NEW YORK, Aug 7 (Reuters) - As the S&P 500 approaches fresh
highs, some investors hope to pick up bargains in the battered
U.S. real estate sector, where values of some major stocks have
been cut in half this year.
Coronavirus-fueled lockdowns and a major shift toward
working from home have weighed on residential and retail U.S.
real estate investment trusts. The sector has slid 7% this year
compared with a 3% gain on the S&P 500.
Yet investors say stocks in the sector could jump if a
coronavirus vaccine loosens the pandemic's hold on the U.S.
"You’re going to find more attractive spots in the REIT
space than you will in some areas of the market like technology,
that have the growth but are getting expensive,” said Mark
Freeman, chief investment officer at Socorro Asset Management.

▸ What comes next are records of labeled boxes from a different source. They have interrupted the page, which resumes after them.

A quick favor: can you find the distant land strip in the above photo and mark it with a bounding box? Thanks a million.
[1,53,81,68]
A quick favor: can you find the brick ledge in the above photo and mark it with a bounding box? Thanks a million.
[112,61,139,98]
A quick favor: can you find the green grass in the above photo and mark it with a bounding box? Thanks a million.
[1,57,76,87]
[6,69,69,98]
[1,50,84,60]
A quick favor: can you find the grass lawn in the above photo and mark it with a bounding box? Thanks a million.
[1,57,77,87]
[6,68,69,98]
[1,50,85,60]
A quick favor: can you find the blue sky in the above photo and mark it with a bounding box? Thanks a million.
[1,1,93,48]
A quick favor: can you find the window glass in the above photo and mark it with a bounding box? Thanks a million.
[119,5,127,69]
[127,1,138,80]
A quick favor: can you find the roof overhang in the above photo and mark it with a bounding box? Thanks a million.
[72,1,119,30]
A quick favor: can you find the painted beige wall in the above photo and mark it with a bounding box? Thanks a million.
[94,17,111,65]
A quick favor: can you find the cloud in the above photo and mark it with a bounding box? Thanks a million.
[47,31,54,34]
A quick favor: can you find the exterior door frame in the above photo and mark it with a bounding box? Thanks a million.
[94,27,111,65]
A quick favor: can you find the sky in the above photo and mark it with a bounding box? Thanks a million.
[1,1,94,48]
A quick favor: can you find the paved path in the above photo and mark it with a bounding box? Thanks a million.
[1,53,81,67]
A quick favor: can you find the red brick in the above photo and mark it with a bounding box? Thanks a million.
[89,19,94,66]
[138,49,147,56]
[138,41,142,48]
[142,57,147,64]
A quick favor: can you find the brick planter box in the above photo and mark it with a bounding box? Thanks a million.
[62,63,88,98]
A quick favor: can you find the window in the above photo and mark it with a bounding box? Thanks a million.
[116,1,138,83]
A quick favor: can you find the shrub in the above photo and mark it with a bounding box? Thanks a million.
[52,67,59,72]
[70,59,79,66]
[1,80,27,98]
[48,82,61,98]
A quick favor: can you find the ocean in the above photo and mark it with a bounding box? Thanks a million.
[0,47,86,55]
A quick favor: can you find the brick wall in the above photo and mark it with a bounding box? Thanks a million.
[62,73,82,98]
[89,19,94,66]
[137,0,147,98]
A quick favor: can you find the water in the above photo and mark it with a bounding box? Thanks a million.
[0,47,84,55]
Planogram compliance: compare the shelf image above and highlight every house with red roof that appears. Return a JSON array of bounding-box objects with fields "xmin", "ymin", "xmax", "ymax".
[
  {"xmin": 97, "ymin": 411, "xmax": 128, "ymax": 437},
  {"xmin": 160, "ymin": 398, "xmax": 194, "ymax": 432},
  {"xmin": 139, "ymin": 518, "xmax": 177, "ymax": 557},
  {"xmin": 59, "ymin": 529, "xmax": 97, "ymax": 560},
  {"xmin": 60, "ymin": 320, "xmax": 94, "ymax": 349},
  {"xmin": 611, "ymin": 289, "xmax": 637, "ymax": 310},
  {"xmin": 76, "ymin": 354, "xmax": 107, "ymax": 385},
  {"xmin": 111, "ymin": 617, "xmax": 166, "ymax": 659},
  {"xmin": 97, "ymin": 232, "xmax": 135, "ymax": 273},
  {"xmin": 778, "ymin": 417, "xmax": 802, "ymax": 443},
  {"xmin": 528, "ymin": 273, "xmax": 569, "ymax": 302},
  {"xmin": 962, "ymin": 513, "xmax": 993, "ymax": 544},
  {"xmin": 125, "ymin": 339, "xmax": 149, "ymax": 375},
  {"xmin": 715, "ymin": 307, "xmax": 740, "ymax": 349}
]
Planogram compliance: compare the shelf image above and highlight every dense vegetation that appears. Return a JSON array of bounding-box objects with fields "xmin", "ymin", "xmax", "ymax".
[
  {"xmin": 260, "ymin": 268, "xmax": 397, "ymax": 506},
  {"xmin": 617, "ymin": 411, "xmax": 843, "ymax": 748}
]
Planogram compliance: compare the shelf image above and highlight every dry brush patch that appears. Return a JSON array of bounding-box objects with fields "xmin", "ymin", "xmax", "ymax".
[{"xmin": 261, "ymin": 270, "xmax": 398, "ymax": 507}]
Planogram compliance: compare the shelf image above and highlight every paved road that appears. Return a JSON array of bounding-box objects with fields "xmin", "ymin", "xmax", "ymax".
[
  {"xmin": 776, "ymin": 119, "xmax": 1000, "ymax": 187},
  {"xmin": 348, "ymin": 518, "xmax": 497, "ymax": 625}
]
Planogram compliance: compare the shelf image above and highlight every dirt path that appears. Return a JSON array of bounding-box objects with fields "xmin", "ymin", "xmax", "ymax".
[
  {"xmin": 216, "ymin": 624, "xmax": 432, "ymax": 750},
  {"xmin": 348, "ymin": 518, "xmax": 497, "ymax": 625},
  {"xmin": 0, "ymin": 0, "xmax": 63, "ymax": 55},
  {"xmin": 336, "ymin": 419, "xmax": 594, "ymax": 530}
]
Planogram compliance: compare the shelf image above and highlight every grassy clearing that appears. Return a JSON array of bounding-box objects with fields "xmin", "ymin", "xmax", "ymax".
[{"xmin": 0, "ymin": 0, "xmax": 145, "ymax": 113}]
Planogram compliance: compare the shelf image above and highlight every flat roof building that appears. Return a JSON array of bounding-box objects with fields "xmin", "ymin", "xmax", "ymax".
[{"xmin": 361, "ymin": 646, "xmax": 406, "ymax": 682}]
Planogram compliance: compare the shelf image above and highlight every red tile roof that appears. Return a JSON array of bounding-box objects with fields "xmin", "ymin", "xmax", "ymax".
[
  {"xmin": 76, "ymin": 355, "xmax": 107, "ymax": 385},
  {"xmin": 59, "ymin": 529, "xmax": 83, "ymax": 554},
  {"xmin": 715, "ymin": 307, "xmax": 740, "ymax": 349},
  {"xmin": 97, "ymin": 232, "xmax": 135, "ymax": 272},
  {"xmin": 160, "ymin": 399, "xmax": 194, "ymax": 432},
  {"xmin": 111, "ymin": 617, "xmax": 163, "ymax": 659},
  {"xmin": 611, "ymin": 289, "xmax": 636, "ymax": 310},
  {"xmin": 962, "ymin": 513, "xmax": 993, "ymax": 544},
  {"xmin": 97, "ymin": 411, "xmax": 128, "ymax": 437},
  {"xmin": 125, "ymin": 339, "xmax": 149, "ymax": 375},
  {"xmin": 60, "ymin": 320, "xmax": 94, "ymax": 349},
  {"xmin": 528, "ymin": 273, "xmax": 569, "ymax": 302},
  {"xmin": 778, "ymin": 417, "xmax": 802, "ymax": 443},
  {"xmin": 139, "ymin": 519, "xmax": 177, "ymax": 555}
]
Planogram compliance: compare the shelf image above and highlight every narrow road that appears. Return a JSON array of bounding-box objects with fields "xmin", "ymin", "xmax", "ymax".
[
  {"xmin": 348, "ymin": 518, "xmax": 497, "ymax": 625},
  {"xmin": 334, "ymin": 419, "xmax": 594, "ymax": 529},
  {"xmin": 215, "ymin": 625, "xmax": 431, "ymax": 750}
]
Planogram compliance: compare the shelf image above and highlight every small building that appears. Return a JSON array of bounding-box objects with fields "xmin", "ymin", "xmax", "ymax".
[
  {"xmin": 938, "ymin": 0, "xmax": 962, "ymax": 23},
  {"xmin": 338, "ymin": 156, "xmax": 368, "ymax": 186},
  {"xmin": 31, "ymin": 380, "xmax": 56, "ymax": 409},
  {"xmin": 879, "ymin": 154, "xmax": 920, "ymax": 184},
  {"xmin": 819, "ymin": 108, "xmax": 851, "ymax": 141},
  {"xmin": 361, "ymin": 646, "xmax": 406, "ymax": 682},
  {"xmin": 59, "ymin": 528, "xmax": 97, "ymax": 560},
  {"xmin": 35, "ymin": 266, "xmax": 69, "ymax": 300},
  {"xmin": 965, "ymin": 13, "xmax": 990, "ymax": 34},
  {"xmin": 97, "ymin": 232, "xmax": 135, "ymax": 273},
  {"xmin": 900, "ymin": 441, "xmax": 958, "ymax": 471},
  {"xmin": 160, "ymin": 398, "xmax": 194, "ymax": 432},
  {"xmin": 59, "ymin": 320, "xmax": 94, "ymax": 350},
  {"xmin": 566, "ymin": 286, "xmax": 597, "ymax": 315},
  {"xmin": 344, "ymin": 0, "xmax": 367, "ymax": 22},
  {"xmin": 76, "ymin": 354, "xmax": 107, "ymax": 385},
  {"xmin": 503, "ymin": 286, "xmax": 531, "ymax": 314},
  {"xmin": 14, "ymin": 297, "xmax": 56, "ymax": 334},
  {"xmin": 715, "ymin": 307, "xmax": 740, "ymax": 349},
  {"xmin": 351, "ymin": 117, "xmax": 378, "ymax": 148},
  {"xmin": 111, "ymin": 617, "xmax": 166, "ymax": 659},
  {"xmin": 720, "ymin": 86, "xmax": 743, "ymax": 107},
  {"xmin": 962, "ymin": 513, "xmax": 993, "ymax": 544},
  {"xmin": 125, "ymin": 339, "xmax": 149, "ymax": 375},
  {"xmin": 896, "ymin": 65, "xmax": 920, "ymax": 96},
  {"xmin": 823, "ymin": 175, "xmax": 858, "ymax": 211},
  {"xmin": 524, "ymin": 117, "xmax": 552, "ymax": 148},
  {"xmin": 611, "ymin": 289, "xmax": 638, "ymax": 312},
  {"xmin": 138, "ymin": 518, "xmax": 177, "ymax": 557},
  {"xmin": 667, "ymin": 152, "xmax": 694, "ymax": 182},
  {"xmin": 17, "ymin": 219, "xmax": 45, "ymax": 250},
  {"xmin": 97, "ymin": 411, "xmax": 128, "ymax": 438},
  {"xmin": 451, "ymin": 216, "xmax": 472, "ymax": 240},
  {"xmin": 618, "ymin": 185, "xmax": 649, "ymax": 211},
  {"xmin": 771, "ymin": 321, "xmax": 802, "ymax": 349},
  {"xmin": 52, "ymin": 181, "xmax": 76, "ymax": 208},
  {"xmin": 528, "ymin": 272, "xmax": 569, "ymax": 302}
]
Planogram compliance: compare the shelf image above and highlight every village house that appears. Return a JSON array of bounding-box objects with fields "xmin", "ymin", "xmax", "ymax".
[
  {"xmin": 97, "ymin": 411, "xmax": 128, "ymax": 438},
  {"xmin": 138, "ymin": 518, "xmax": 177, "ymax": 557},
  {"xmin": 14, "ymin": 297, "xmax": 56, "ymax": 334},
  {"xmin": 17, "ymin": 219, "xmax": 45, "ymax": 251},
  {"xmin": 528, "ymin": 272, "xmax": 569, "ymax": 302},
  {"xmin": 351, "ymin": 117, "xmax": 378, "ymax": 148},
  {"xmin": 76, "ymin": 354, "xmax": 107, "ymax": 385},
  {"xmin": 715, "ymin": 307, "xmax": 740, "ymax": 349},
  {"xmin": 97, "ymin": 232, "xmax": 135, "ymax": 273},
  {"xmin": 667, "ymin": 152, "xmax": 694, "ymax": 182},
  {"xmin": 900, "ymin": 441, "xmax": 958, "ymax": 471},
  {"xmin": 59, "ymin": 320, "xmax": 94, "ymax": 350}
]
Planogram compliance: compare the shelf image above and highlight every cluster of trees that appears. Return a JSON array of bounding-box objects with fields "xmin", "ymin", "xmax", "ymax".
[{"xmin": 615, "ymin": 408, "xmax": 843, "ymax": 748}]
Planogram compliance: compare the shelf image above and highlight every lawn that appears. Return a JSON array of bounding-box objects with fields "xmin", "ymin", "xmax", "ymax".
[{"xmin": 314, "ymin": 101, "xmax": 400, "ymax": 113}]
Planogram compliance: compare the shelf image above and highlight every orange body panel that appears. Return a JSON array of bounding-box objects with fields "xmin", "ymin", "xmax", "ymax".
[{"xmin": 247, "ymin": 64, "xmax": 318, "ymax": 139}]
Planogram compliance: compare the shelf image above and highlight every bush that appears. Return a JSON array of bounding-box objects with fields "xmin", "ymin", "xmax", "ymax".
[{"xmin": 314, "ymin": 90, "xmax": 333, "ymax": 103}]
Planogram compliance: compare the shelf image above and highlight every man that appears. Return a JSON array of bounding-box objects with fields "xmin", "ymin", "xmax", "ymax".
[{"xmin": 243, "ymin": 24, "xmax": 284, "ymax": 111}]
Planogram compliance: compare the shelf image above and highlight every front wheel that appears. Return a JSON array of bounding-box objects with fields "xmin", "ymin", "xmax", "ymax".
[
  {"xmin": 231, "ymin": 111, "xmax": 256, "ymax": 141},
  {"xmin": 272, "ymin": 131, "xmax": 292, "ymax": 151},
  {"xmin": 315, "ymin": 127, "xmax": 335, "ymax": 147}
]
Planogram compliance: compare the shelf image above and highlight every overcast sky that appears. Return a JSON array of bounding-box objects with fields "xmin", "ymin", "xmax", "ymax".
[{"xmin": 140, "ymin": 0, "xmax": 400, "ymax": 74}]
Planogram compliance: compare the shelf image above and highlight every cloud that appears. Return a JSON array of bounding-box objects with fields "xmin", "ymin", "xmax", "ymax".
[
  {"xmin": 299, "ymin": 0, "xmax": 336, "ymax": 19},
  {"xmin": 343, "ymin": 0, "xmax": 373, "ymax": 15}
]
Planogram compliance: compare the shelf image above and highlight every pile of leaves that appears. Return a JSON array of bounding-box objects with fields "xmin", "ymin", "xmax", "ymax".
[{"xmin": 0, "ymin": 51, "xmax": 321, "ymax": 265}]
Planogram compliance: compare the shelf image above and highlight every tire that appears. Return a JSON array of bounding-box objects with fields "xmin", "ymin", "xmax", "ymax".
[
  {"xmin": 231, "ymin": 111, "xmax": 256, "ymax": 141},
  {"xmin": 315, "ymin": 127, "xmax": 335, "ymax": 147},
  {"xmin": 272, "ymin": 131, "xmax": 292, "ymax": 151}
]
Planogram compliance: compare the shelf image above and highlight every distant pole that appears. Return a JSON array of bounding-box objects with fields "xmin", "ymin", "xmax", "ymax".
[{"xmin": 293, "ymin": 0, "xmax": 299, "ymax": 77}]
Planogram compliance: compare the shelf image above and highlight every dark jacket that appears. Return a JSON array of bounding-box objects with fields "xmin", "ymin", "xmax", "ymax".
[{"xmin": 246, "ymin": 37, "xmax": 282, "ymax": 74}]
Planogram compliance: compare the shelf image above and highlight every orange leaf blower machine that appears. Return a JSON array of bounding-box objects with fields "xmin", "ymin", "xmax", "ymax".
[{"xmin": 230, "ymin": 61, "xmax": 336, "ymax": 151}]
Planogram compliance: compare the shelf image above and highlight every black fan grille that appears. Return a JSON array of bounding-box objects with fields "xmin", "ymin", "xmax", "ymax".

Among his largest positions is Alexandria Real Estate
Equities Inc, which rents space for medical research,
and Prologis Inc, which owns warehouses used for
ecommerce fulfillment by companies such as Amazon.com Inc
Drugmakers will likely have tens of millions of doses of
coronavirus vaccines in the early part of next year, Anthony
Fauci, the top U.S. infectious diseases official, told Reuters
in an interview on Wednesday.
Such a breakthrough would be a boon for companies like mall
landlord Simon Property Group Inc, said John Creswell,
executive managing director at Duff & Phelps Investment
Shares of the company are down 58.2% for the year to date
and trade at a trailing price to earnings ratio of 9.6, less
than half of their 52-week high of 22.9.
The company, which is expected to report earnings on Aug.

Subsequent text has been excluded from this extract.